I congratulate Anna McMorrin both on securing this private Member’s Bill and on highlighting the important issue to the House. I acknowledge the many significant contributions so far: from my hon. Friends the Members for Northampton South (Andrew Lewer), for Berwickshire, Roxburgh and Selkirk (John Lamont), Sarah Jones, my hon. Friends the Members for Clwyd South (Simon Baynes), for Grantham and Stamford (Gareth Davies), for Christchurch (Sir Christopher Chope), for Rushcliffe (Ruth Edwards), for Bolton West (Chris Green), for Sedgefield (Paul Howell), for Darlington (Peter Gibson) and for Gedling (Tom Randall). All of them have interrogated the Bill very carefully and thoughtfully with some interesting exchanges along the way.

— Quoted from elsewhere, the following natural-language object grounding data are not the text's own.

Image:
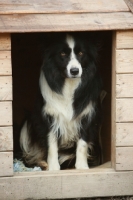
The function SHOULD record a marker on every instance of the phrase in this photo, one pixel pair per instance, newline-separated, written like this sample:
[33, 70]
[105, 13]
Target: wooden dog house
[114, 178]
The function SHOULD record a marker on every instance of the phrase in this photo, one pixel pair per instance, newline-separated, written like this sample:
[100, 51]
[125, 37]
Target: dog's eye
[63, 54]
[80, 53]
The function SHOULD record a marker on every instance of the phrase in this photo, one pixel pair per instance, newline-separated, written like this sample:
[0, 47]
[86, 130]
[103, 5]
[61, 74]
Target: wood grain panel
[59, 6]
[5, 41]
[6, 164]
[124, 61]
[6, 139]
[5, 88]
[124, 85]
[124, 110]
[65, 22]
[130, 4]
[124, 134]
[61, 186]
[5, 63]
[124, 39]
[5, 113]
[124, 158]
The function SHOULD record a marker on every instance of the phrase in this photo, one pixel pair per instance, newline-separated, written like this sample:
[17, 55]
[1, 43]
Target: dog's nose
[74, 71]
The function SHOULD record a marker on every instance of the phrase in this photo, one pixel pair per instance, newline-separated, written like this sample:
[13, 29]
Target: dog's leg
[53, 163]
[81, 155]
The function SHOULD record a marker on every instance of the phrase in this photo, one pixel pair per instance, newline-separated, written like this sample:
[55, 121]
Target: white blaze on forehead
[73, 62]
[70, 41]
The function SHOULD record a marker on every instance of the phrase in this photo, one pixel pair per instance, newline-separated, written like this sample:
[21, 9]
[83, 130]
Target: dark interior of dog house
[26, 63]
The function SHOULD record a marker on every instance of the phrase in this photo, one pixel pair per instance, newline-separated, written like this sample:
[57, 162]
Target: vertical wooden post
[122, 101]
[6, 139]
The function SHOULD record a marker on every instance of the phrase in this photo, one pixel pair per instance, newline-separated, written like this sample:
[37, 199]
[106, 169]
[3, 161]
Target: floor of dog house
[26, 63]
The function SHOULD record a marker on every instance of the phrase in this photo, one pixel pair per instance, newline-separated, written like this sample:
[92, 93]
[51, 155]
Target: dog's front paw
[81, 165]
[53, 165]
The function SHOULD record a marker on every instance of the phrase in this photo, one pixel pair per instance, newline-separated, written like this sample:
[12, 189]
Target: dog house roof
[61, 15]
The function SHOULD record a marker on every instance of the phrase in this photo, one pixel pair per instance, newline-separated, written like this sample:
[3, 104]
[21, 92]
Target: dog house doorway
[26, 63]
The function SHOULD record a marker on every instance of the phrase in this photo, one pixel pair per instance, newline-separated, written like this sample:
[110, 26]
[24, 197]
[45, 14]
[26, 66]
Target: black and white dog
[64, 125]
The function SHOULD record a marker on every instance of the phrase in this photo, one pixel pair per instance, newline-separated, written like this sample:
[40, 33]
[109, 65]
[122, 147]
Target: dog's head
[71, 55]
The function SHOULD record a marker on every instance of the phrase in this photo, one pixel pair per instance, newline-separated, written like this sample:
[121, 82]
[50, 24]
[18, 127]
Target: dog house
[21, 22]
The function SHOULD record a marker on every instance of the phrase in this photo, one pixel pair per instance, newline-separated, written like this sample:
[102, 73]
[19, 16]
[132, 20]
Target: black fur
[54, 69]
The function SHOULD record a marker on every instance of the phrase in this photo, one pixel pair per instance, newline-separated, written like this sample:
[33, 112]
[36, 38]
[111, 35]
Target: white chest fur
[60, 107]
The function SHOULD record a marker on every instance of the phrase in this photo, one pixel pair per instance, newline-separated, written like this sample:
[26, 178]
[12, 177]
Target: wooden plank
[124, 39]
[6, 139]
[124, 134]
[5, 63]
[5, 88]
[124, 110]
[124, 61]
[5, 41]
[113, 103]
[65, 22]
[124, 158]
[130, 4]
[59, 6]
[62, 185]
[124, 85]
[6, 164]
[6, 113]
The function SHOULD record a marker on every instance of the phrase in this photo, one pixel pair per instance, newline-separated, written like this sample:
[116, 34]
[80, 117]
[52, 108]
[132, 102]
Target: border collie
[63, 129]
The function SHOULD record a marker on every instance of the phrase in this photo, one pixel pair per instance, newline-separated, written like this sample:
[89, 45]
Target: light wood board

I wish to put it on record that I fully agree with the ambitions of the hon. Lady’s Bill to support the growth and development of the co-operative and mutual sector and to tackle climate change; I have enjoyed our dialogue during the preparation of the Bill to get to this point. They are two key drivers of my tenure as Economic Secretary. I also wish to put it on record that the Government have taken significant steps to support the co-operative and mutual sector to reach its potential, and I will continue to champion mutuals of all kinds. Just last week, I was pleased to attend a roundtable on the topic of regional mutual banks chaired by my hon. Friend Kevin Hollinrake who has also made contributions again today. I will be taking some of those thoughts from that discussion forward.
Treasury officials who work with me also hosted an innovative mutuals workshop with representatives from across the sector last year to drive practical changes to help co-operatives. In 2014, as has been mentioned, we passed the Co-operative and Community Benefit Societies Act to reduce legal complexity and, at the same time, we increased the amount of capital a member could invest in a society from £20,000 to £100,000.